# Seit heute morgen läuft meine OpenGL app nicht mehr



## usrr (11. Jul 2012)

Hallo,

es ist zum verzeweifeln. Getsern abend ging noch alles perfekt. Aber seit heute morgen sendet meine OpenGL-App nur noch "called unimplemted OpenGL ES API". Etwas ungünstig ist, dass ich am Quellcode nichts geändert habe. Ich habe schon alles Mögliche probiert ...

1) Projekt clean
2) App deinstalliert
3) Handy: zurück gestezt
4) Andere OpenGl Apps ausprobiert (sie laufen)

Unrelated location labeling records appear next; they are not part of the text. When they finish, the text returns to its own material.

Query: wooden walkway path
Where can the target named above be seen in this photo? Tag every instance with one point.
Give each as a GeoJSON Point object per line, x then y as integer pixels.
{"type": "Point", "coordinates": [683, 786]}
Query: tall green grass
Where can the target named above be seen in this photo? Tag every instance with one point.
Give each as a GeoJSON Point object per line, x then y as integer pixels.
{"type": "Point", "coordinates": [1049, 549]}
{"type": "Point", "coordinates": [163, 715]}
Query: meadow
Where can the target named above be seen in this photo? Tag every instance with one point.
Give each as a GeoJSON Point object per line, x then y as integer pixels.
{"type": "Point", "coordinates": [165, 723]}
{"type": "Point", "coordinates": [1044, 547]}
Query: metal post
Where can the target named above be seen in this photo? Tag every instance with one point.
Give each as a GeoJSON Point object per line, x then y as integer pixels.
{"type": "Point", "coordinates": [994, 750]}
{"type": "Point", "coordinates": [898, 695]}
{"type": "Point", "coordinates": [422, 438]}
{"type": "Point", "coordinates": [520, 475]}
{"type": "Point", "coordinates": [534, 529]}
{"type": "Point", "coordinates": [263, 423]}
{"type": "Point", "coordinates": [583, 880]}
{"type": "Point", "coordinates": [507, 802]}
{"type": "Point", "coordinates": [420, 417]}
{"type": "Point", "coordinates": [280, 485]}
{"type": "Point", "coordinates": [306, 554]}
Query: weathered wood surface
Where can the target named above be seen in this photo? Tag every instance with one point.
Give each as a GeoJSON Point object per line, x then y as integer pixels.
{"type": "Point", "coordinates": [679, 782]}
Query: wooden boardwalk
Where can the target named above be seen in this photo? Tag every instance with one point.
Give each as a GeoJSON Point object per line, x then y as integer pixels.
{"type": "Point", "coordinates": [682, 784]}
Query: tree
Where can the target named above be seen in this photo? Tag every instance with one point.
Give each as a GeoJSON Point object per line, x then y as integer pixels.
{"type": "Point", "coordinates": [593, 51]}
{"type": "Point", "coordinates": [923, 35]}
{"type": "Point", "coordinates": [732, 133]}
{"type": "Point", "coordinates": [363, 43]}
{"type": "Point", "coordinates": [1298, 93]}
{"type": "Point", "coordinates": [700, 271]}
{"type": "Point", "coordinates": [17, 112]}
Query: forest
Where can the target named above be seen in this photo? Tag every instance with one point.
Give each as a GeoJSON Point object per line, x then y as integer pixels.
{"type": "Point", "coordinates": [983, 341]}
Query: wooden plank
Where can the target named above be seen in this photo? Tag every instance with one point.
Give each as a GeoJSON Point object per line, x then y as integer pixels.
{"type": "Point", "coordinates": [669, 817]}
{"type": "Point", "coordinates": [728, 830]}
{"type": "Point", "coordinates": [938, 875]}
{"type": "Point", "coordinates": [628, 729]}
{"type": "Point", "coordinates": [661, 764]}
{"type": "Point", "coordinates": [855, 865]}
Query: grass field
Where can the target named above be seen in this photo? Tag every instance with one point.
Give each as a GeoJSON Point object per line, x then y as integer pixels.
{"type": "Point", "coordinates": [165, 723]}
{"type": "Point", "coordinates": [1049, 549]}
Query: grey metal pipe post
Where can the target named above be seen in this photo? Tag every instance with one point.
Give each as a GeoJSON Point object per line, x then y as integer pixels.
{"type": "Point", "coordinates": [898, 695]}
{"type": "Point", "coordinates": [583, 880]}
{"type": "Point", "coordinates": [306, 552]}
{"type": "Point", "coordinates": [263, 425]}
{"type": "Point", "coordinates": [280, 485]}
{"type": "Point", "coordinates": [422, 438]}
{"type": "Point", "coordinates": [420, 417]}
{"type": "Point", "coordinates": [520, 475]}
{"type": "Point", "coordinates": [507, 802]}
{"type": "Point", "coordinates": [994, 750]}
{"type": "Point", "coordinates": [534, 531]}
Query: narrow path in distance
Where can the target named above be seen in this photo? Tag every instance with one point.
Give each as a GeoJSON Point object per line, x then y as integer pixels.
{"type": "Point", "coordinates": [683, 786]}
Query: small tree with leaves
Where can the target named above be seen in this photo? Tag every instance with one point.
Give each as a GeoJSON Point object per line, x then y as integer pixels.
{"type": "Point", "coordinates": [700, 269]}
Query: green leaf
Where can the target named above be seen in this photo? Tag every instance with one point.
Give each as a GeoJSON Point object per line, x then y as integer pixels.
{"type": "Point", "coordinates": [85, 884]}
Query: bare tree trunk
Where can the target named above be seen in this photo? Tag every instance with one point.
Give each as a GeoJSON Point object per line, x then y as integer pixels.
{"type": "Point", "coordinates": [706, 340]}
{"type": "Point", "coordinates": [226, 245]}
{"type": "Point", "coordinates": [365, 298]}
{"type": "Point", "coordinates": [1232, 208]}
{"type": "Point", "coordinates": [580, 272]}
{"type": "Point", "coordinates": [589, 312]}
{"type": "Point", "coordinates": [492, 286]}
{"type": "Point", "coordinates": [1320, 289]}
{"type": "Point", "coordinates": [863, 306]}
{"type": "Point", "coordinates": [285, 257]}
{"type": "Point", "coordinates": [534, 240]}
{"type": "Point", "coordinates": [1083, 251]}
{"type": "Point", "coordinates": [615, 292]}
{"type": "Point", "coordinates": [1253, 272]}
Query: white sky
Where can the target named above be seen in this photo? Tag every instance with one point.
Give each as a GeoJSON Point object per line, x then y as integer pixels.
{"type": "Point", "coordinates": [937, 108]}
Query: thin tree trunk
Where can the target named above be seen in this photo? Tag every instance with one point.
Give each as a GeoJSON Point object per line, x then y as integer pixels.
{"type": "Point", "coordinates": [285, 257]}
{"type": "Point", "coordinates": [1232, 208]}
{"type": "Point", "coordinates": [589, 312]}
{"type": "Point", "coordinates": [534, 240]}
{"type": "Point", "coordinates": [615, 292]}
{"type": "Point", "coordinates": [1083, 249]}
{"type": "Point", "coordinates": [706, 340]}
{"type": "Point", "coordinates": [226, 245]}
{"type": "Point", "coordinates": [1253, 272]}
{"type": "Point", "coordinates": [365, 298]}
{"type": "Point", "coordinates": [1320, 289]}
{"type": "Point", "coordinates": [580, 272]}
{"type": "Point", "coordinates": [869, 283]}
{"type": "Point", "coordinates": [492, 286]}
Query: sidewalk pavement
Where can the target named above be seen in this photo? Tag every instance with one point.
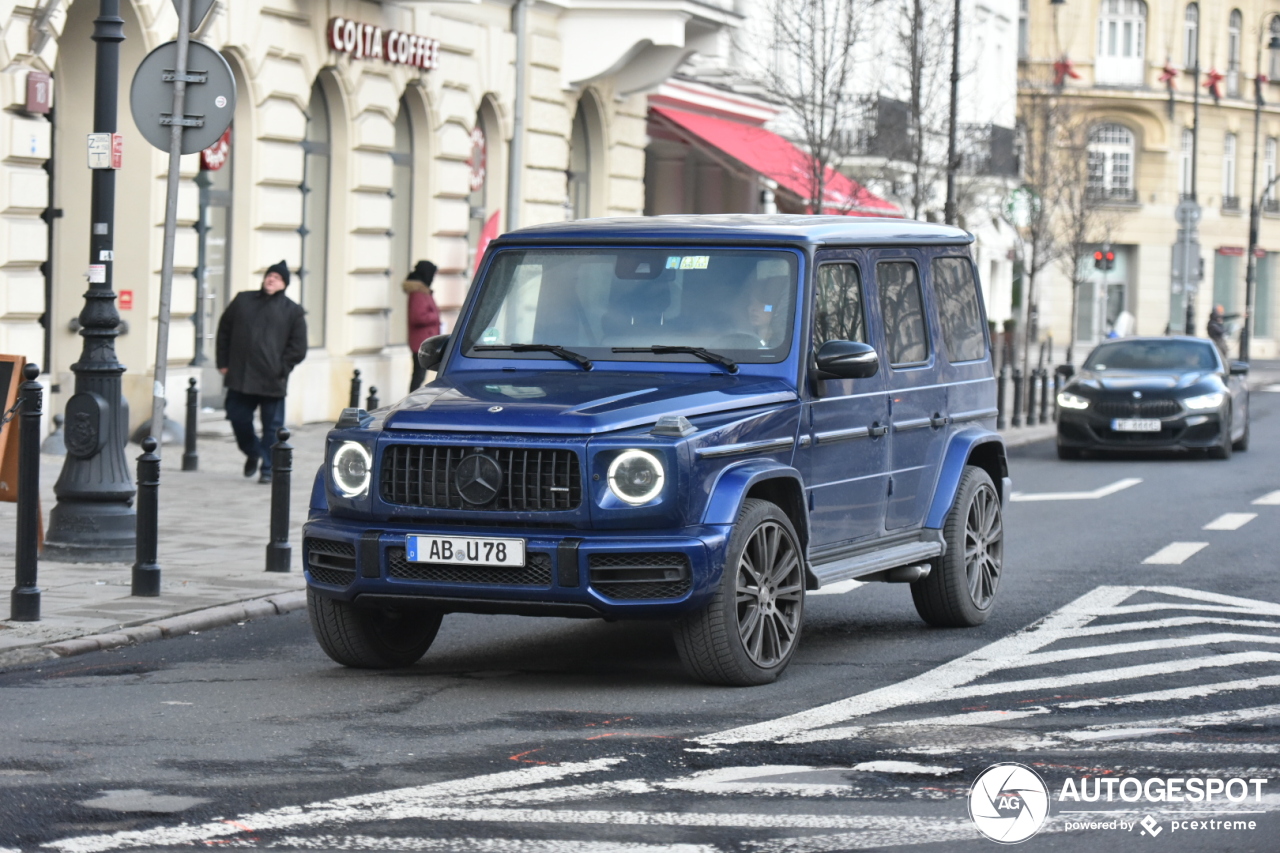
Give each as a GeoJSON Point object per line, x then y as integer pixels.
{"type": "Point", "coordinates": [214, 527]}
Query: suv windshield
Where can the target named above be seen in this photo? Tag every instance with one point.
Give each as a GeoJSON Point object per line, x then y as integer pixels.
{"type": "Point", "coordinates": [734, 302]}
{"type": "Point", "coordinates": [1152, 355]}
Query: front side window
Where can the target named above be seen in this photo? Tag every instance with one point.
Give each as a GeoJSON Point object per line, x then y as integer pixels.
{"type": "Point", "coordinates": [903, 309]}
{"type": "Point", "coordinates": [839, 305]}
{"type": "Point", "coordinates": [1121, 42]}
{"type": "Point", "coordinates": [959, 310]}
{"type": "Point", "coordinates": [1110, 163]}
{"type": "Point", "coordinates": [735, 302]}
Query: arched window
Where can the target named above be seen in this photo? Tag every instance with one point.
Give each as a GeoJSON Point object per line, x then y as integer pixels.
{"type": "Point", "coordinates": [1275, 51]}
{"type": "Point", "coordinates": [1230, 201]}
{"type": "Point", "coordinates": [1121, 42]}
{"type": "Point", "coordinates": [1184, 164]}
{"type": "Point", "coordinates": [1110, 154]}
{"type": "Point", "coordinates": [314, 231]}
{"type": "Point", "coordinates": [1233, 54]}
{"type": "Point", "coordinates": [1191, 36]}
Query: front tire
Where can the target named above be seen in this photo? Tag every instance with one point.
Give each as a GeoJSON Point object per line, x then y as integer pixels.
{"type": "Point", "coordinates": [368, 638]}
{"type": "Point", "coordinates": [752, 626]}
{"type": "Point", "coordinates": [960, 591]}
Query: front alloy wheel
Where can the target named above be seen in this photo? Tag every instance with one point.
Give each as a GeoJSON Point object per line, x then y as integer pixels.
{"type": "Point", "coordinates": [752, 626]}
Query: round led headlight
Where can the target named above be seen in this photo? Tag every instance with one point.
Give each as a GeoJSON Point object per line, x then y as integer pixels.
{"type": "Point", "coordinates": [352, 469]}
{"type": "Point", "coordinates": [636, 477]}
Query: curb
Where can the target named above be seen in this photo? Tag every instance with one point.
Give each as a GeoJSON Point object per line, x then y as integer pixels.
{"type": "Point", "coordinates": [168, 628]}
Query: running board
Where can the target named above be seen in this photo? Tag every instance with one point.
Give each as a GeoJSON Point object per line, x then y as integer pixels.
{"type": "Point", "coordinates": [867, 564]}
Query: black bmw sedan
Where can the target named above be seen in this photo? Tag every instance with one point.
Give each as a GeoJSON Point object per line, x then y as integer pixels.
{"type": "Point", "coordinates": [1153, 393]}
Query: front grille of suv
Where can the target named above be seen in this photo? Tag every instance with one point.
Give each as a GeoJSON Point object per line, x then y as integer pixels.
{"type": "Point", "coordinates": [1137, 407]}
{"type": "Point", "coordinates": [425, 475]}
{"type": "Point", "coordinates": [330, 562]}
{"type": "Point", "coordinates": [640, 576]}
{"type": "Point", "coordinates": [536, 571]}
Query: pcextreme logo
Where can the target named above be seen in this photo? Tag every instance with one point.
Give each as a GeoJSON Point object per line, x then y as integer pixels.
{"type": "Point", "coordinates": [1009, 802]}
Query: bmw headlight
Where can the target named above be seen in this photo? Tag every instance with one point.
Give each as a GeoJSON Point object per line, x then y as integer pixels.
{"type": "Point", "coordinates": [1205, 401]}
{"type": "Point", "coordinates": [1066, 400]}
{"type": "Point", "coordinates": [636, 477]}
{"type": "Point", "coordinates": [352, 469]}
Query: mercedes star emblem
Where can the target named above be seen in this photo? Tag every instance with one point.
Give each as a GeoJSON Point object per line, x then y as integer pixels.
{"type": "Point", "coordinates": [479, 479]}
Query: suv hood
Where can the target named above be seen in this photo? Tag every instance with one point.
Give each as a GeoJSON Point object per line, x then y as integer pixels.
{"type": "Point", "coordinates": [576, 402]}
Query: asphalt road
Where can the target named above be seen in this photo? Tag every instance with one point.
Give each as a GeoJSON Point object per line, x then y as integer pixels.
{"type": "Point", "coordinates": [579, 737]}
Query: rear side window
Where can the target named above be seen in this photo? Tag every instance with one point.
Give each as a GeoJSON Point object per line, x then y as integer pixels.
{"type": "Point", "coordinates": [839, 313]}
{"type": "Point", "coordinates": [958, 309]}
{"type": "Point", "coordinates": [903, 309]}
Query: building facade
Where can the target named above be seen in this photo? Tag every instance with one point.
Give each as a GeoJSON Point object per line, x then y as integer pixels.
{"type": "Point", "coordinates": [1125, 68]}
{"type": "Point", "coordinates": [347, 164]}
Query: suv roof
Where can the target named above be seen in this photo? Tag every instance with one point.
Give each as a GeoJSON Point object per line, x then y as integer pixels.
{"type": "Point", "coordinates": [763, 228]}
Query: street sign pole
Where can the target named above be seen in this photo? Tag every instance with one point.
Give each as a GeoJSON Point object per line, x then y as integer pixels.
{"type": "Point", "coordinates": [177, 121]}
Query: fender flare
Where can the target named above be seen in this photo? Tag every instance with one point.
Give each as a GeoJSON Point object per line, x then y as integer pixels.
{"type": "Point", "coordinates": [956, 456]}
{"type": "Point", "coordinates": [735, 480]}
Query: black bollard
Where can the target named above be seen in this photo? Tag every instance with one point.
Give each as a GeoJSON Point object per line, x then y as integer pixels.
{"type": "Point", "coordinates": [1018, 397]}
{"type": "Point", "coordinates": [24, 601]}
{"type": "Point", "coordinates": [279, 552]}
{"type": "Point", "coordinates": [1001, 382]}
{"type": "Point", "coordinates": [146, 570]}
{"type": "Point", "coordinates": [1045, 393]}
{"type": "Point", "coordinates": [355, 389]}
{"type": "Point", "coordinates": [190, 457]}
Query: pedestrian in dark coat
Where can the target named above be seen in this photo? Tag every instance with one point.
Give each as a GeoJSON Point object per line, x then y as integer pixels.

Ich habe echt keine Ahnung mehr was schief gelaufen ist. Hat irgendjemand noch Ideen?


----------



## Marco13 (11. Jul 2012)

Wirklich Ahnung davon habe ich nicht, aber ... eine genauere Fehlerbeschreibung könnte helfen... und... hast du schon nach der Fehlermeldung gegooglet? Hilft sowas wie Android: GLES20: Called unimplemented OpenGL ES API - Stack Overflow vielleicht schon?


----------



## schlingel (14. Jul 2012)

Lässt sich das verlässlich reproduzieren oder ist der Abstand immer anders?


----------